Translated from french (please notify us of errors)

In 2023, the discovery of a fresco in Pompeii caused a sensation. On a small table, next to fruit and a cup of wine, one can make out something that looks very much like a pizza. The news of the discovery of the “ancestor of pizza” travelled around the world, much to the pride of the Neapolitans, who are behind this emblematic dish of Italian cuisine. Yet it is obviously not a pizza in the modern sense.
First, because tomato is an essential component, and this fruit originates from Mexico – and was therefore unknown in the West during Antiquity.
Secondly, because the topping seems to consist mainly of fruit, pomegranate seeds and dates, which is not the case for modern pizzas – except for the much-maligned “Hawaiian” variant among lovers of authentic Italian cuisine.
False pizza, real culinary curiosity
So, if it is not a pizza that is depicted, what is it? Beneath the topping, one can make out a round base, slightly raised at the edges and brown in colour. Some commentators have identified a terracotta dish or a basket. That is entirely possible… But what if it were in fact a bread? Among the very many Roman varieties, which one could it be?
Its round and flat shape has led researchers to a bread known in Latin as artolaganus. This term is mentioned only very rarely in Latin texts.
The first to mention this particular bread is Cicero. In a letter dated to 46 BCE, he addresses his old friend L. Papirius Paetus, a Roman knight living in Campania. Cicero announces his forthcoming visit, explaining that, after long opposing the Epicureans, he has now become one himself, determined to enjoy fully the pleasures of life:
“Prepare yourself, then! You are dealing with a genuine gourmand, but also with a man who is beginning to understand certain things (and you know how insufferable new initiates to knowledge can be). You will have to give up your ‘sportellae’ and your ‘artolagus’!”[1]
The sportellae are small baskets used to hold cold foods, and artolagus refers to our flat bread, which does not appear to have been particularly appreciated.
A delicacy, according to Pliny
Around a century later, Pliny the Elder takes a very different view. In a chapter of his Natural History devoted to cereals, he briefly mentions the different kinds of bread made by the Romans:
“It seems superfluous to review the various kinds of bread: some are named after the dishes with which they are eaten, such as the ‘ostrearii’, others because of their refinement, such as the ‘artolagani’, and others again because of the speed with which they are prepared, such as the ‘speustici’.”[2]

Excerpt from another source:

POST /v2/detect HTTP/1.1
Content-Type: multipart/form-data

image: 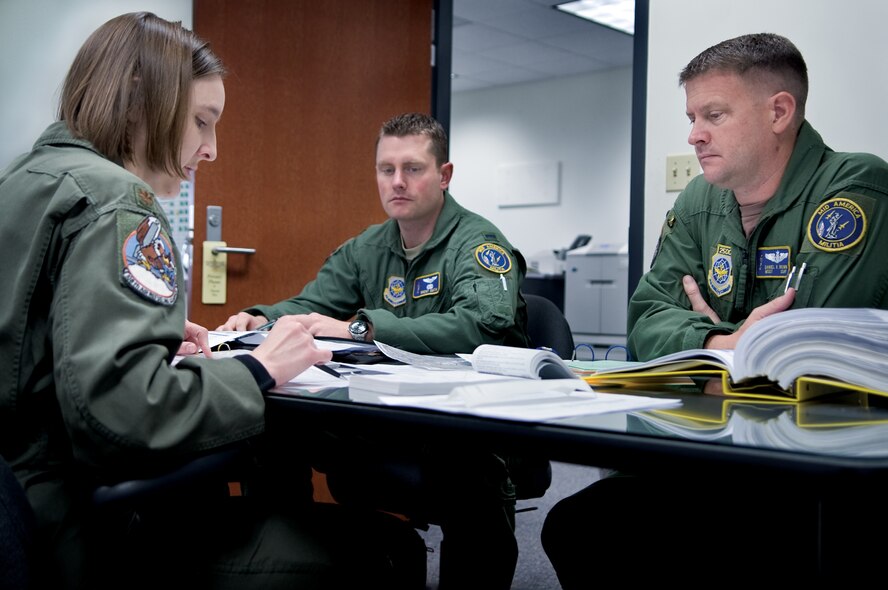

So we learn that the artolagani were particularly delicious. But there is no indication of how they were made, since Pliny considers it superfluous to tell us.
At last, a recipe… incomplete

To get at last something more substantial to sink one’s teeth into, one must turn to a Roman author who wrote in Greek. Readers of Greek will already have noticed: the word artolaganus derives from that language. Artos (ἄρτος) means wheat bread, and laganon (λάγανον) a kind of honey cake made with layers of pastry. This is what Athenaeus of Naucratis writes in the 2nd century CE, in a chapter of the Deipnosophists in which he details the different kinds of bread. He quotes a treatise on baking by another Greek author, Chrysippus of Tyana:
“In what is called ‘artolaganon’, a little wine, pepper, milk, a little oil or fat are added.”[3]
This, at least, is the beginning of a recipe. But since these are ingredients that are added, there must certainly have been a common base shared by the different breads. That base is not given in the preceding passage of Athenaeus. Everyone is therefore free to try to recreate the Pompeian “pizza” with a certain latitude of interpretation.
One final word on “pizza”, by way of conclusion. In fact, the Neapolitan pizella is first mentioned in the Neapolitan tale collection Lo Cunto de li cunti by Giambattista Basile, published in 1634, that is to say before the newly discovered tomato had come into use in European cooking. The toppings of this primitive pizza were therefore very different from what we know today. After all, it is not impossible that there may be a distant line of descent between the image in the Pompeian fresco and the Neapolitan dish.
To find out more
- E-Journal degli Scavi di Pompei, Una natura morta con xenia dallo scavo della casa IX 10,1 a Pompei.
[1] Cicero, Letter to Paetus, 9.20.2: Proinde te para; cum homine et edaci tibi res est et qui iam aliquid intellegat (ὀψιμαθεῖς autem homines scis quam insolentes sint); dediscendae tibi sunt sportellae et artologam tui.
[2] Pliny the Elder, Natural History, 18, 105: supervacuum videtur, alias ab opsoniis appellati, ut ostrearii, alias a deliciis, ut artolagani, alias a festinatione, ut speustici.
[3] Athenaeus of Naucratis, Deipnosophists, 3.79: εἰς δὲ τὸ καλούμενον ἀρτολάγανον ἐμβάλλεται οἰνάριον ὀλίγον καὶ πέπερι γάλα τε καὶ ἔλαιον ὀλίγον ἢ στέαρ. The treatise on baking by Chrysippus of Tyana has not survived.